Friday, October 1, 2010

A witness who walked tall

Out of the blue, as it were, a new and wholly unexpected voice broke above the newspaper din in India in 1959. In a politics-obsessed world, this voice began talking about development projects – Bhakra Nangal, Damodar Valley, Hirakund, Nagarjunsagar – and then about “brand names of distinction” like HAL, HMT, BHEL, ONGC etc. These were all new terms at that time and the overall picture that came through was that of a massive change under way in the thinking as well as structural composition of India. It was as good as a scoop.

That was B. G. Verghese’s entry into public attention. He had entered journalism ten years earlier, unplanned and unprepared, and spent time writing editorial notes until he got himself transferred to reporting. His ground-breaking reportage on “the temples of Modern India” was a departure for journalism itself. Verghese’s editors in the Times of India recognised this and published his series on the front page. (Those were days when the TOI was a NEWSpaper led by some of the finest journalists India has known).

The freshness of his “Bharat Darshan” tours and the importance of the message his reports conveyed remained the trademarks of Verghese’s journalism ever since. It made him a unique institution not comparable to anybody else in the vast galaxy of Indian journalism. It gave his career a historical edge. Hence the relevance of his just-published autobiography, a big-ticket 573-page tome called First Draft: Witness to the Making of Modern India (Tranquebar).

Frank Moraes, once Verghese’s editor, titled his political autobiography Witness to an Era. Both men were witnesses to great events and both were professionals to the core. But there the comparison ends. Moraes was ideologically partisan: Pro-American, pro-big business, anti-communist. Verghese has strong views, but no ideological hangups.

Verghese crammed several lives into one. He was a reporter, an editor, a traveller, a bureaucrat as information adviser to the Prime Minister, visiting professor at the Centre for Policy Research, Fellow of the Administrative Staff College of India, Chairman of the Commonwealth Human Rights Commission and of course author.

The journalist prevails over all others in the writing of this autobiography. So his account of events, his references to the dramatis personae and his summing-up observations have the appeal of honesty, not the evasiveness of diplomacy.

His stint as adviser to Indira Gandhi allows him to speak frankly about the reality of high-level activities – how drafts for after-dinner speeches are finalised only after the dinner has started, how the Government does not work out a world view and relies instead on tired slogans, “the haphazard manner in which government functioned and the Prime Minister’s inexperience in so many matters”.

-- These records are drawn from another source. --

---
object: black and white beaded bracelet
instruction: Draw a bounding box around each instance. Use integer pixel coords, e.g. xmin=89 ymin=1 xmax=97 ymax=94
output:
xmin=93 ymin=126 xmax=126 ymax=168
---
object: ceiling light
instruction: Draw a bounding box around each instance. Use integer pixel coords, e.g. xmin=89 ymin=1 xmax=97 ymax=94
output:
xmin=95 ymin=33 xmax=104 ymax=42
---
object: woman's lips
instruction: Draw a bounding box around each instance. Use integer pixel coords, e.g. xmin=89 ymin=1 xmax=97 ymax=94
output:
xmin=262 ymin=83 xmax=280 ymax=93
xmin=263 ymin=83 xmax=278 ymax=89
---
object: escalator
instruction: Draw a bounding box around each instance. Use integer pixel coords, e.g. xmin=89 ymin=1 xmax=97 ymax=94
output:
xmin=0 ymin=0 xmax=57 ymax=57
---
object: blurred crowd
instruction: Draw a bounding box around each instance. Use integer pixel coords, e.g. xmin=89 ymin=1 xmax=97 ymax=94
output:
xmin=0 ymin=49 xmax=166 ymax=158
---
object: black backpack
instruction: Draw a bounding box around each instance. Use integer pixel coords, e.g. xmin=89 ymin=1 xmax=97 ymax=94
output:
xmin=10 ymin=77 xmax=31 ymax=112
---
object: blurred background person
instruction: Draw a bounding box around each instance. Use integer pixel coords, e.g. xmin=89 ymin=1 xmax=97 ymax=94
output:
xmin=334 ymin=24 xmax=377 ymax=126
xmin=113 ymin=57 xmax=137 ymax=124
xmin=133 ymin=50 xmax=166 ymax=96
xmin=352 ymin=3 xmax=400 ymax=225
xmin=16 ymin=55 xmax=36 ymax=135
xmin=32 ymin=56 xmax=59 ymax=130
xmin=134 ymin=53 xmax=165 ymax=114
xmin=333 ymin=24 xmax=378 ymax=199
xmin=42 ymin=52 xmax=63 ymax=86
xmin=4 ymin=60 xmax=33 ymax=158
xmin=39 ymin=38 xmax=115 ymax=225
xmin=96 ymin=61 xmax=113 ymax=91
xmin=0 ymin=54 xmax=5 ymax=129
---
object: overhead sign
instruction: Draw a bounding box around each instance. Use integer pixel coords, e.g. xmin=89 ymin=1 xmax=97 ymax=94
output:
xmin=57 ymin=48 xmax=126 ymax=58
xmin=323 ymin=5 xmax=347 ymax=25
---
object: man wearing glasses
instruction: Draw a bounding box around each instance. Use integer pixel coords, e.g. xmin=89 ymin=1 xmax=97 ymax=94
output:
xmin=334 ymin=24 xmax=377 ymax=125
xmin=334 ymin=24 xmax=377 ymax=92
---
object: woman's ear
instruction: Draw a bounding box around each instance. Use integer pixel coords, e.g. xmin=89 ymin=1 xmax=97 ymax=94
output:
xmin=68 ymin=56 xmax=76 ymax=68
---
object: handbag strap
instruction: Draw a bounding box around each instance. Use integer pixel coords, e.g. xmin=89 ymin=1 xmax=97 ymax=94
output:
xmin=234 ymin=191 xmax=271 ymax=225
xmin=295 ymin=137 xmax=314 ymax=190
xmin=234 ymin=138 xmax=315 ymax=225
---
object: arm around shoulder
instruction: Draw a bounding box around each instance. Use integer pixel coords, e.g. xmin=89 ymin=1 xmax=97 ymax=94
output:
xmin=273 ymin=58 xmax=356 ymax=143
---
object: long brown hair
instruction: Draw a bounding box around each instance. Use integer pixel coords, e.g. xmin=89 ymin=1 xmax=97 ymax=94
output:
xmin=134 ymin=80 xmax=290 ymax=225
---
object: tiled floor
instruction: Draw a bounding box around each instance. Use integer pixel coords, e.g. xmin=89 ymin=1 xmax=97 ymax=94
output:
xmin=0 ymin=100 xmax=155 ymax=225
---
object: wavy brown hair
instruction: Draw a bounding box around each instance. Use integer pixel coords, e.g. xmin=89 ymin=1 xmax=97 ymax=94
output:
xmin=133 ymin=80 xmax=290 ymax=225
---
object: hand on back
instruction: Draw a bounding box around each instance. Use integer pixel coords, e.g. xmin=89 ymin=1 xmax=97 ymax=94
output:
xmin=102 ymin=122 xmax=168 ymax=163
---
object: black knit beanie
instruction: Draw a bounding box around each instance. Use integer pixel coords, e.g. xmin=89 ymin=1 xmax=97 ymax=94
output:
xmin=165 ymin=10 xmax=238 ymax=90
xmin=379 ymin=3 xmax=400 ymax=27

Verghese’ assessment of Indira Gandhi is a highlight of the book. He pays tribute to her qualities of leadership, the dignity of her deportment, her pride in India. But he is unsparing in his condemnation of the Emergency, the “savage and thoroughly illegal demolition orgy” of Sanjay Gandhi and of Indira’s own “split personality”.

B.G.Verghese is a serious person, concerned with serious, “un-sexy” topics like water resources. That makes his humour more appealing. The quality of his mind is reflected in the lightness with which he describes his introduction to the Prime Minister’s Secretariat.

“There was no airconditioner in the room as the previous incumbent was a mere deputy secretary who ‘as per rules’ was not entitled to feel overly hot. The official theory was that the blood grew thinner with ascending seniority, entitling the officer to one, two or more airconditioners. The same theory worked for arm rests, back rests and foot rests….. Nor did I allow my chaprassi to hover around the car park in the morning to relieve me of my briefcase the moment I arrived. Official research had established that senior officers carry so much responsibility that the weight of a briefcase could do incalculable damage to their spine”.

His briefcase tightly held in his own hand, Verghese kept his spine straight and walked tall.